Le Marquis Ashter laissa échapper un soupir plutôt déçu et offrit à sa fille un regard froid et réprimandant.
"Le fils aîné du Duc Amado a envoyé une lettre avec une proposition de mariage l'autre jour. Tu seras formellement présentée lors du banquet célébratoire."
Rosalie tressaillit et faillit laisser tomber ses couverts sur le sol. Entendre son père mentionner le mariage lui rappela un passage particulièrement désagréable du livre.
Rosalie Ashter, malgré son arrière-plan familial presque ruiné, était encore un atout très précieux sur le marché matrimonial - elle était l'incarnation de la beauté, de la grâce et de l'obéissance, même les nobles mariés désiraient secrètement après elle, tandis que les célibataires éligibles la couronnaient tous leur type idéal de femme.
Une telle louange aurait dû être un indicateur que Rosalie était la femme la plus désirable de tout l'Empire, et bien que cela était définitivement vrai, recevoir des lettres avec des propositions de mariage était une occasion très rare pour la famille Ashter.
Et tout cela à cause de Raphael.
Alors que le reste de la noblesse connaissait Raphael Ashter comme un frère attentionné et surprotecteur, en réalité, il était maladivement obsédé par sa sœur et menaçait chaque homme qui osait être assez audacieux pour approcher Rosalie avec une proposition de mariage, de couper leurs organes génitaux et de les accrocher aux portes d'entrée de leurs manoirs comme signe de leur indignité.
Lady Ashter n'aurait pas été dérangée par le comportement impitoyable de son frère s'il n'y avait pas eu un détail majeur - même si les propositions étaient rejetées et que les hommes qui les avaient envoyées n'osaient plus approcher la jeune fille, c'était toujours Rosalie qui devait payer le prix pour avoir reçu de telles propositions en premier lieu.
Ayant fait un effort incroyable pour supprimer son frissonnement, Rosalie avala une boule dure invisible dans sa gorge et répondit, sa voix tremblante encore,
"P-Père, je ne pense pas que ce soit le bon moment –"
"Le Jeune Duc William Amado est un bon gars. J'ai travaillé très dur pour organiser ce mariage et l'homme est prêt à nous payer beaucoup d'argent pour t'épouser, alors oublie tes caprices et prépare-toi à le rencontrer au banquet. La décision est finale."

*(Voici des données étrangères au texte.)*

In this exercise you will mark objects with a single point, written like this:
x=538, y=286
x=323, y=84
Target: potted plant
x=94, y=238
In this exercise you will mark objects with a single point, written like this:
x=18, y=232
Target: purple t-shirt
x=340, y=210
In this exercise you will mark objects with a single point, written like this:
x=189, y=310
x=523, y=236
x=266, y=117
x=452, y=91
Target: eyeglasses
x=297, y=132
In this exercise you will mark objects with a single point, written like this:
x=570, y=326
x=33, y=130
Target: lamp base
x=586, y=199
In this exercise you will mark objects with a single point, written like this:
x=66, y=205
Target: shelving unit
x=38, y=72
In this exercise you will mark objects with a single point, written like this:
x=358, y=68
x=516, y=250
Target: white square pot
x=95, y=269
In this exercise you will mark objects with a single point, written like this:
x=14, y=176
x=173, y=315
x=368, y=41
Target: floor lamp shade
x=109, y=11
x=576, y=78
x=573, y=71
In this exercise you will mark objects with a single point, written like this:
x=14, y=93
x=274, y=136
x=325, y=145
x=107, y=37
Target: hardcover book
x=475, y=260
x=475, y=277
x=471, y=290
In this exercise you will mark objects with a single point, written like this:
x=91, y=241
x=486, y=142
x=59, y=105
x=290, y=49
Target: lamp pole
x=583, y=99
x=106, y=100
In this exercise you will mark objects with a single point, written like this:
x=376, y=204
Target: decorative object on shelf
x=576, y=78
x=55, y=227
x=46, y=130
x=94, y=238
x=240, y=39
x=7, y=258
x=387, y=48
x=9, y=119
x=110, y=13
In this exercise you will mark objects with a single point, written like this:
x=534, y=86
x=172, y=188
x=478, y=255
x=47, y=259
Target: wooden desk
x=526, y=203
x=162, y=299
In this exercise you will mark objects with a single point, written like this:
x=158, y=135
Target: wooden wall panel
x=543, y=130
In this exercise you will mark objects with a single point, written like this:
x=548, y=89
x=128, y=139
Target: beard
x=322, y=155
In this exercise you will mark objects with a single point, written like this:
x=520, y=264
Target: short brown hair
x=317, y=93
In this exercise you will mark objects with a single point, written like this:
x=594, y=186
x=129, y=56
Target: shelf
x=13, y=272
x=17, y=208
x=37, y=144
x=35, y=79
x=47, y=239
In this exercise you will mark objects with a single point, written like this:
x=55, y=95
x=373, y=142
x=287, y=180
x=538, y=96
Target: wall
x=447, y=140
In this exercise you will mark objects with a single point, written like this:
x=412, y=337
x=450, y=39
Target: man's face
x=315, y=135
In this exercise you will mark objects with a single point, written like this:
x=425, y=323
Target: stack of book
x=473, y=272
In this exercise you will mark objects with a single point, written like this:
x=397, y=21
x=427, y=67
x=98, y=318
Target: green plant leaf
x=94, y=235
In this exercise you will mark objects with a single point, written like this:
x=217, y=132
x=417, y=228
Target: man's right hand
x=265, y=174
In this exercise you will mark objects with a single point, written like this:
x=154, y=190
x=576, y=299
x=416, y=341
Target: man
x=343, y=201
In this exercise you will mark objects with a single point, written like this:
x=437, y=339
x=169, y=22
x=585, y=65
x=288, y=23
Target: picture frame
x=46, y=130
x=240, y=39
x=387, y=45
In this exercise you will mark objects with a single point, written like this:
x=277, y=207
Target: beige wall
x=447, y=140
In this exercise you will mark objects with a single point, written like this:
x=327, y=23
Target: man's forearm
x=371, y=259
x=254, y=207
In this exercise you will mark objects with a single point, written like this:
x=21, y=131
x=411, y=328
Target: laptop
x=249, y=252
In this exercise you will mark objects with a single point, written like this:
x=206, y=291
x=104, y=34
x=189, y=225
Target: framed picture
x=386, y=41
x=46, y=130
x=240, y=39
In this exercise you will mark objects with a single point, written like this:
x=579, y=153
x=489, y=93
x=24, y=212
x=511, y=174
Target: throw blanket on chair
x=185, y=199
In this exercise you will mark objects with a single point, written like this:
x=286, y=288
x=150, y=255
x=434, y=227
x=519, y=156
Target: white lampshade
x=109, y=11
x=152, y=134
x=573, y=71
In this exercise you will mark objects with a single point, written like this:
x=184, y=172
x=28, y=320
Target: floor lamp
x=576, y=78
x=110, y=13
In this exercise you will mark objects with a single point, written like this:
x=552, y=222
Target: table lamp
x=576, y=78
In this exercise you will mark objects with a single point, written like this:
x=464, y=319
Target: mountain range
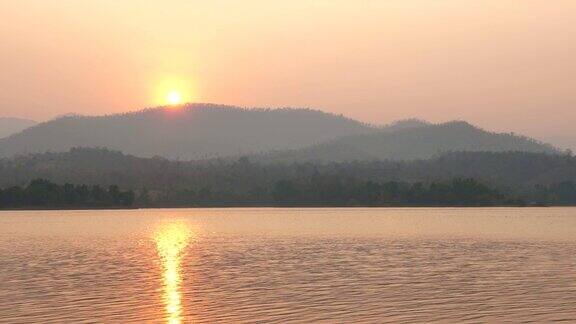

L'homme appela le majordome pour débarrasser la table, puis quitta rapidement sa place et commença à marcher vers la porte, seulement pour s'arrêter juste derrière la chaise de sa fille. Après quelques instants d'hésitation, il laissa échapper un autre soupir irrité, et dit, étonnamment calmement,
"Je serai absent jusqu'à demain matin. Ton... frère rentre ce soir."
Il tendit le bras comme pour tenter de tapoter l'épaule de la jeune fille, mais le baissa rapidement, et sortit de la pièce, laissant Rosalie seule, tremblante comme un petit animal effrayé.